Fillings that heal your teeth
A trip to the dentist for a filling is something few of us look forward to. Now, a Nottingham team have developed regenerative dental fillings that could help millions of patients each year.
Recently awarded a Royal Society of Chemistry prize, our researchers and the Wyss Institute at Harvard University have developed therapeutic synthetic, light-curable biomaterials for dental treatments that support native dental stem cells inside teeth to repair and regenerate dentin.
This innovative technology has the potential to heal teeth when they are injured by disease or surgery, making future fillings so much more than just a fix.
An innovative solution
Existing dental fillings are toxic to cells and are therefore incompatible with pulp tissue inside the tooth.

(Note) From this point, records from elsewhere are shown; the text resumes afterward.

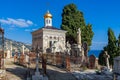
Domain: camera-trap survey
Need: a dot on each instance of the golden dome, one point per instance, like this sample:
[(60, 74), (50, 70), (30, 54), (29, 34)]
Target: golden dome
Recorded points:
[(48, 15)]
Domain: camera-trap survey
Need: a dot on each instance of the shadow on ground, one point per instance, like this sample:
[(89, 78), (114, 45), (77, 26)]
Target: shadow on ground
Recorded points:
[(18, 73), (56, 75)]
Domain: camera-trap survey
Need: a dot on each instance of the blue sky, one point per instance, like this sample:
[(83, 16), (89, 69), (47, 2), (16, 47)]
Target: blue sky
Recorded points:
[(20, 17)]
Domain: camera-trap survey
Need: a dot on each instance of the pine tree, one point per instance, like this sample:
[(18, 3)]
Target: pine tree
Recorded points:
[(111, 48), (72, 19)]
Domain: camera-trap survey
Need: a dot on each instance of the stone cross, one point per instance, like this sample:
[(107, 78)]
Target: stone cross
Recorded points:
[(107, 59), (79, 37), (23, 49)]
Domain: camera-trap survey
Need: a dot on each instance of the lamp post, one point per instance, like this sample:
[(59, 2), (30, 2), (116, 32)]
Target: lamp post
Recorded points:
[(2, 48)]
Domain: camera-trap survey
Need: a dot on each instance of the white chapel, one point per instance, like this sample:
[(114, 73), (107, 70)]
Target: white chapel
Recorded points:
[(49, 38)]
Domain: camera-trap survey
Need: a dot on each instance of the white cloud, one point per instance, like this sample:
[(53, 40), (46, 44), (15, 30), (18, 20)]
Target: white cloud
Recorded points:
[(17, 22)]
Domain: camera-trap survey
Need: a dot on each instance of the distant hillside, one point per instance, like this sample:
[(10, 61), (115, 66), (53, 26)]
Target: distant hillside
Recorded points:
[(16, 45)]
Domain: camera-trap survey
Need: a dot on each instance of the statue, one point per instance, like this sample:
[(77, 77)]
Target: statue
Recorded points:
[(79, 37)]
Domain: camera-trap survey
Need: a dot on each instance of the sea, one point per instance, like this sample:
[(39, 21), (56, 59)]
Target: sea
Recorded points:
[(95, 52)]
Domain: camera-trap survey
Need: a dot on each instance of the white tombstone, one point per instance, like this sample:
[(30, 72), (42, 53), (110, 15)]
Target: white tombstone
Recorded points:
[(116, 66), (107, 59), (10, 49), (79, 37), (23, 49), (8, 54)]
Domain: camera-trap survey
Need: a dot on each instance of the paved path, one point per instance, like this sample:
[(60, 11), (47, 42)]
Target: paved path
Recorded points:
[(14, 72)]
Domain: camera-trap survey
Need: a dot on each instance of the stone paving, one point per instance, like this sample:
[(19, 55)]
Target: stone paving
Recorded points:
[(16, 72), (55, 73)]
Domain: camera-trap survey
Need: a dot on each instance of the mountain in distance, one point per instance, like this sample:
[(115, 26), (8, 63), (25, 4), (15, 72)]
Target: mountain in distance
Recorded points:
[(16, 45)]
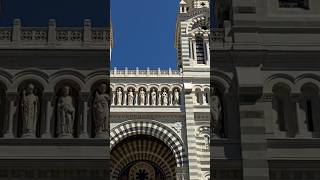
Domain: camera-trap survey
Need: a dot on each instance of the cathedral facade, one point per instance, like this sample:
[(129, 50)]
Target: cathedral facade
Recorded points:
[(56, 122), (160, 118), (265, 82)]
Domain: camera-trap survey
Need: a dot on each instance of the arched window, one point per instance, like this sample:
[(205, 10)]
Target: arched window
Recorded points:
[(310, 105), (200, 50), (285, 108)]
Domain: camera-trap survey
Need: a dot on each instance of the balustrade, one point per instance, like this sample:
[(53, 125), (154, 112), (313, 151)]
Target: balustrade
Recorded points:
[(52, 35)]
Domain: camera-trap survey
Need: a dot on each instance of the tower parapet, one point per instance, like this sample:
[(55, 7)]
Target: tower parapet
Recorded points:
[(53, 37)]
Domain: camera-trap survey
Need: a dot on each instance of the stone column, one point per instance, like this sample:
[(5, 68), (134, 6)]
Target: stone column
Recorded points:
[(159, 98), (301, 117), (12, 110), (52, 32), (49, 111), (252, 131), (208, 52), (204, 98), (136, 94), (194, 50), (112, 98), (170, 98), (147, 98), (16, 31), (190, 133), (84, 119), (125, 99)]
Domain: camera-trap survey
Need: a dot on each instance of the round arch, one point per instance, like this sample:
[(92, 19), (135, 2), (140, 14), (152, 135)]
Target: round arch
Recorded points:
[(152, 128)]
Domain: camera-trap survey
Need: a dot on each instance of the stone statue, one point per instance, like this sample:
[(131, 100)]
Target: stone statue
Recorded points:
[(119, 96), (30, 113), (206, 141), (176, 97), (216, 111), (153, 97), (142, 96), (101, 107), (66, 113), (130, 97), (165, 97)]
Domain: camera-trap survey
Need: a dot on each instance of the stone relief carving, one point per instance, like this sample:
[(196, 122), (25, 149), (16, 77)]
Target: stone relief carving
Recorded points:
[(30, 111), (216, 111), (153, 97), (65, 113), (142, 96), (176, 97), (101, 107), (119, 96), (177, 127), (164, 97), (130, 97)]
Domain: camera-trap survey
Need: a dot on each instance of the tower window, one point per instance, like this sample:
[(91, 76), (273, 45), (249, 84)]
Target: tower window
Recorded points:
[(294, 4), (200, 50)]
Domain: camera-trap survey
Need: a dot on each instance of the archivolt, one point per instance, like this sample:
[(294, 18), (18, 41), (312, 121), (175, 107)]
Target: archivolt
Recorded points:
[(152, 128)]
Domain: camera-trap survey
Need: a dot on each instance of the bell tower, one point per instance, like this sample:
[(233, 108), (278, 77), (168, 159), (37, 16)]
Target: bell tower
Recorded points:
[(192, 35)]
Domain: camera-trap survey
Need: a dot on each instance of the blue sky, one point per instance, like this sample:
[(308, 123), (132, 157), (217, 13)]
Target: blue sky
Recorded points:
[(143, 29), (144, 33)]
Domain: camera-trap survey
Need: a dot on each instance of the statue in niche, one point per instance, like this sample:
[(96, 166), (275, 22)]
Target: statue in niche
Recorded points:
[(206, 139), (130, 97), (142, 96), (153, 97), (216, 111), (101, 107), (119, 96), (66, 113), (30, 111), (176, 97), (165, 97)]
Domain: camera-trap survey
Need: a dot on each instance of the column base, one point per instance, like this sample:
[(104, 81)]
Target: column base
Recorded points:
[(28, 135), (102, 136), (46, 135), (65, 136), (84, 136), (8, 135)]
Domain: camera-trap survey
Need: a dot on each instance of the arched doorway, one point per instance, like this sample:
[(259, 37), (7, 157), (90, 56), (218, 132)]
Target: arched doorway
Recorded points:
[(142, 157), (146, 145)]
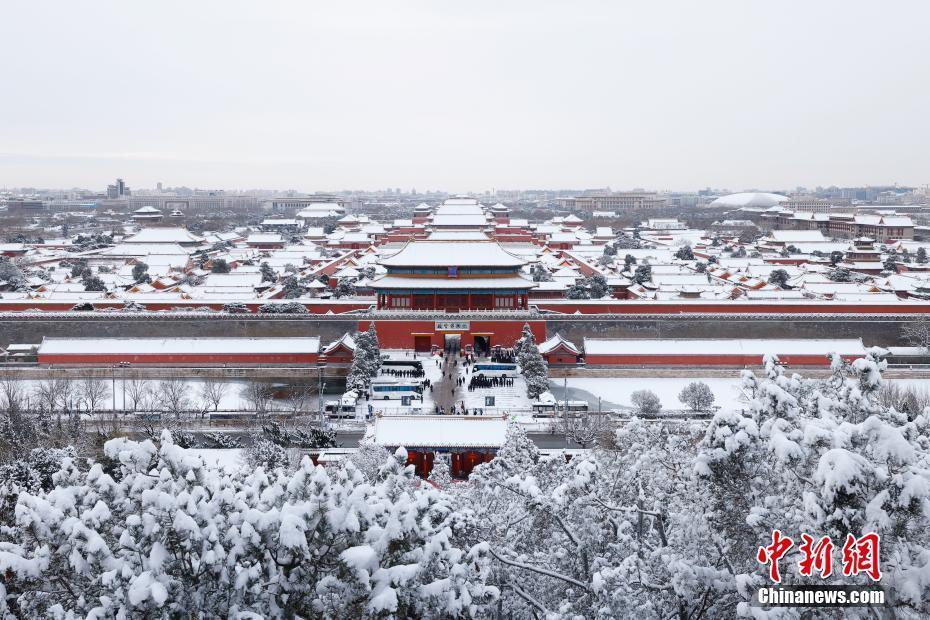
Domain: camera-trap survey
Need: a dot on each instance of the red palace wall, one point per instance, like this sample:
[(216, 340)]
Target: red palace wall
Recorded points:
[(403, 334), (731, 307), (705, 360), (181, 360)]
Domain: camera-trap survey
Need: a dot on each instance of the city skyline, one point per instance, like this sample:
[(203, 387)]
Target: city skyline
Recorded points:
[(467, 98)]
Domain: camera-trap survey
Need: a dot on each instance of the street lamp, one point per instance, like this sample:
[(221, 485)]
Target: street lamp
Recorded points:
[(320, 387)]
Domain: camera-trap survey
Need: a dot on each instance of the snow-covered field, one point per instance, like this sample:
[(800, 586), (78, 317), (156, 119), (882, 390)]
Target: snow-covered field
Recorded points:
[(232, 398), (226, 459), (616, 391)]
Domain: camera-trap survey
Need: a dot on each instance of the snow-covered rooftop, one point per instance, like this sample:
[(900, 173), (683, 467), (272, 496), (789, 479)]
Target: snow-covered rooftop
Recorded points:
[(176, 346), (440, 431), (621, 346), (452, 253)]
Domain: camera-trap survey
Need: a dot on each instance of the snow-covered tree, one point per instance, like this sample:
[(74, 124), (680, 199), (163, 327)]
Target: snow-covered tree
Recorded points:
[(156, 533), (268, 273), (440, 474), (292, 288), (267, 454), (140, 273), (646, 401), (344, 288), (93, 283), (642, 274), (611, 534), (820, 456), (685, 253), (840, 274), (697, 396), (539, 273), (533, 367), (366, 360), (779, 277), (578, 291)]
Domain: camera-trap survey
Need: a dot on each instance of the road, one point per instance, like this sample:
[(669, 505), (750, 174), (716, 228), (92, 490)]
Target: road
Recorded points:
[(542, 440)]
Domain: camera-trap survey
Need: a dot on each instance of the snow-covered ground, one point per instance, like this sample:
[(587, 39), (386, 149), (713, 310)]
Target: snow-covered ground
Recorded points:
[(615, 392), (506, 399), (226, 459), (433, 372), (232, 398)]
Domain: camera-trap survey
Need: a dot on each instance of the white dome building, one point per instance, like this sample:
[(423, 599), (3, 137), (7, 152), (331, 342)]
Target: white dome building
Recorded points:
[(758, 200)]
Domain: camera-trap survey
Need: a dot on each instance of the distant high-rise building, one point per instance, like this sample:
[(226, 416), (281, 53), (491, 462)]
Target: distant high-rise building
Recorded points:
[(615, 201), (118, 189)]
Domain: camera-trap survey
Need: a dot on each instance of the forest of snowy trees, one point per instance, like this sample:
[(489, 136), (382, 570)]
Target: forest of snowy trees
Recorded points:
[(659, 521)]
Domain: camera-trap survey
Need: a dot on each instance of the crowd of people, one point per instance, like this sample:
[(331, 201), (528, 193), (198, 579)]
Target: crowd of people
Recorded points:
[(403, 373), (480, 381)]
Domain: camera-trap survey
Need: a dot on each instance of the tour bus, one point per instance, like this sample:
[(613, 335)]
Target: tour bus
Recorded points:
[(402, 364), (389, 388), (551, 408), (495, 369), (343, 408)]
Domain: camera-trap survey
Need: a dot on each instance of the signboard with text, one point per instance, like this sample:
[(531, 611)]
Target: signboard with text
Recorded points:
[(452, 326)]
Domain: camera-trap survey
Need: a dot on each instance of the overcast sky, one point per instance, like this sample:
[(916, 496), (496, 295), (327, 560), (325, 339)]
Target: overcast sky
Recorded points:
[(465, 96)]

In cases of dental pulp disease and injury a root canal is typically performed to remove the infected tissues.
Dr Adam Celiz, Marie Curie Research Fellow at The University of Nottingham, said: “We have designed synthetic biomaterials that can be used similarly to dental fillings but can be placed in direct contact with pulp tissue to stimulate the native stem cell population for repair and regeneration of pulp tissue and the surrounding dentin."
Our approach has great promise to impact the dental field and this prize provides a great platform to develop this technology further with industrial partners.
The research won second prize in the materials category of the Royal Society of Chemistry’s Emerging Technologies Competition 2016, which has proved highly successful in accelerating the commercialisation of the cutting-edge research taking place in both universities and small companies.